There is no such thing as the finished first draft. You know, I would start with a design, I’d start sketching, and when I came up with that initial sketch, I’d put down another piece of paper and I’d tape them down to my old drawing board. And then I’d start sketching again, because while you’re designing, other ideas begin to surface. So I’m now on my second layer. Then I’m on my third. Sometimes those layers would be 15 pages deep until you happened upon something that you really, really liked. So it’s an exploration. It’s not a, okay, I’m going to design this floor plan and I’m done in five minutes.

When you turned in your sketch Wednesday at 10 AM, it was probably a fourth or fifth draft by that point. Even when I write for myself, it’s like minimum three to five drafts. This thing I’m working on has gone through one draft, a second draft, a third, and now it’s going to be looked at by someone else who’s going to — her job is going to be go through and organize it. So there’s a page there.

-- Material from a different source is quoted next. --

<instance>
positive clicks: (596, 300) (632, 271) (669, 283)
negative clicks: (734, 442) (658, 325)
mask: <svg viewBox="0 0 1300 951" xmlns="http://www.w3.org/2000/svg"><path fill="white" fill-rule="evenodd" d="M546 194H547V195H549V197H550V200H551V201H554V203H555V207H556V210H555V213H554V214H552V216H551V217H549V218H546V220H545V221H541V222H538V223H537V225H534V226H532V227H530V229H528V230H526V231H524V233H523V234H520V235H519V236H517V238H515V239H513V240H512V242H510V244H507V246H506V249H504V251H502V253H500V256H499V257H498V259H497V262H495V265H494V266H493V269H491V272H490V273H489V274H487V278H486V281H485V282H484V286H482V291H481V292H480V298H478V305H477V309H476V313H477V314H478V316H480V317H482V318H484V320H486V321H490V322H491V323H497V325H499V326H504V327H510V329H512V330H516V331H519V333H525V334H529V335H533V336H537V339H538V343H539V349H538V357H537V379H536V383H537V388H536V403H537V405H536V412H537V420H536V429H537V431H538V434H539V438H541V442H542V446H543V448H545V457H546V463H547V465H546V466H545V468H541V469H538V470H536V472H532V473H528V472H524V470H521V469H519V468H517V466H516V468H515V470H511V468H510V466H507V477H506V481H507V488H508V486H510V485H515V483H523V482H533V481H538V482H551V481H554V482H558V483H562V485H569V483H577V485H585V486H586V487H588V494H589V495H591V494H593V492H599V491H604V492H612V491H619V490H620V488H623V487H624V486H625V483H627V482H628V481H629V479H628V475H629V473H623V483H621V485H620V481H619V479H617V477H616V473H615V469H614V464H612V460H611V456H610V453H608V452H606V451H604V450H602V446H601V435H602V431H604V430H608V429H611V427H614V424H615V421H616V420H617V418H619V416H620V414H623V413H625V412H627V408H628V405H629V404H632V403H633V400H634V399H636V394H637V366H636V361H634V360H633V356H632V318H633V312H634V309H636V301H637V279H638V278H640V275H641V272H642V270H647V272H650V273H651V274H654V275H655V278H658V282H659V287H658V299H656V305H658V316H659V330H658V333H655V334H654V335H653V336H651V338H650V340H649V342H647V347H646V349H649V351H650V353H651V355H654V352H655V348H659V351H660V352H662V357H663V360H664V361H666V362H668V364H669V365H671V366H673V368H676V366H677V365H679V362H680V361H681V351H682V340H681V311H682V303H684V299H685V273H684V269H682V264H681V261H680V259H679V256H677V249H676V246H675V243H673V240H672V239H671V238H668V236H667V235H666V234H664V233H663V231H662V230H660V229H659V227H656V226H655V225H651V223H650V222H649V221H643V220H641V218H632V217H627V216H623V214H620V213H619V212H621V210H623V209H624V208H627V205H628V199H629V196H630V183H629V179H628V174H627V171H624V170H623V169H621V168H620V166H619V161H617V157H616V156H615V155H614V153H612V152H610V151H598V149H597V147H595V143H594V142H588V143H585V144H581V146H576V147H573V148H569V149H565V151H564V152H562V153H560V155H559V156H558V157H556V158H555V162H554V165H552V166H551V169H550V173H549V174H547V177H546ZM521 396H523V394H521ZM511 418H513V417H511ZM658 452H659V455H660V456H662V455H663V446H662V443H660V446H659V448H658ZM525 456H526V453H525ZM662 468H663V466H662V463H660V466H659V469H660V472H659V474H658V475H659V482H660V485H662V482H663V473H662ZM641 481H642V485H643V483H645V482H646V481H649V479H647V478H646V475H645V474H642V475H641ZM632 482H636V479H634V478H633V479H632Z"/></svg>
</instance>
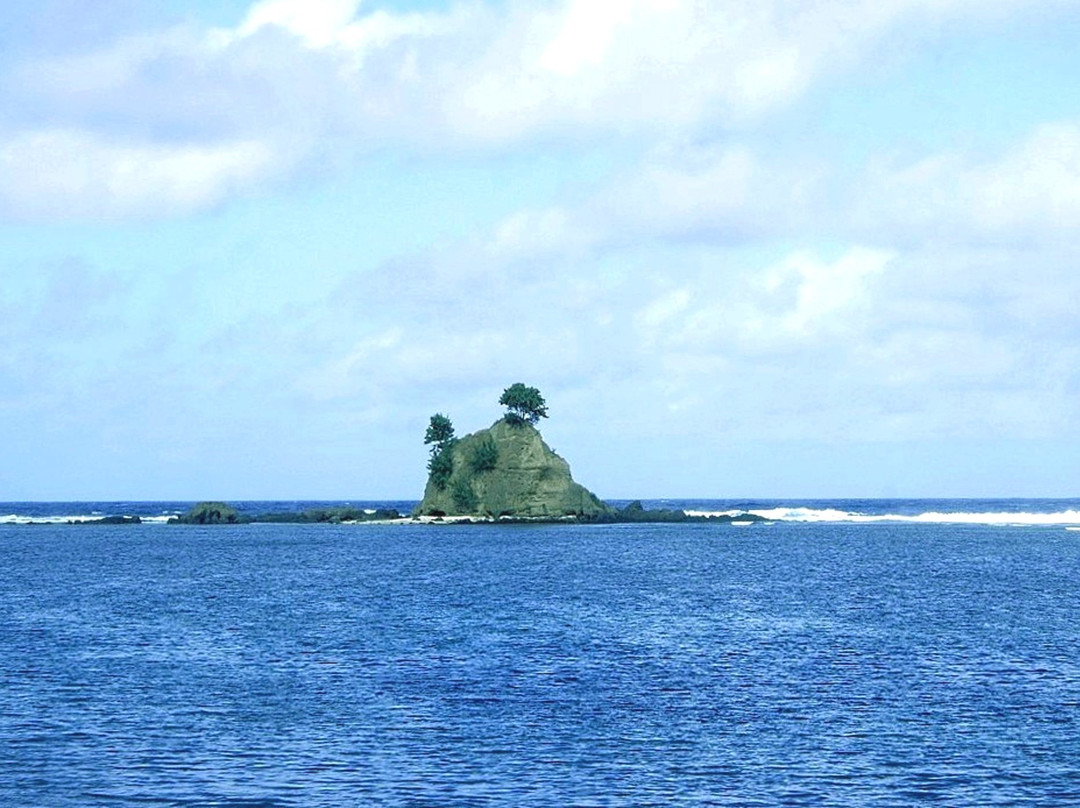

The book was originally published in individual issues by Fantagraphics before I revised it and published it as a single volume like this, with Pantheon. This is actually a page that was in one of the individual issues and got cut from the book because it wasn’t necessary. When I put it together I didn’t need that page to make that transition so I cut it out. Boy, a textbook… oh man, I don’t even know if I can count how many times we’ve gone through an individual page, because Matt and I are both writing it together. It’s a collaborative work. So one of us will do the initial draft, which is often very, very rough, the second person will read it and add some more material, and then we’ll go back and forth sometimes up to 10, 15, 20 times. You know, maybe just skimming over a little piece and changing this thing, or we’ll use the notation ability of Microsoft Word to note things. I’d say, on average, at least six to ten times one of us has looked at it back and forth. Then we have an editor read it.

Then it goes into design and we draw and choose illustrations to go into it. We read it again once it’s in design, an editor reads it again, there’s a couple other editors who also read it, there’s a copy editor, there’s a proofreader. I mean, it gets read 50 times before it’s done. Maybe I’m exaggerating, but close.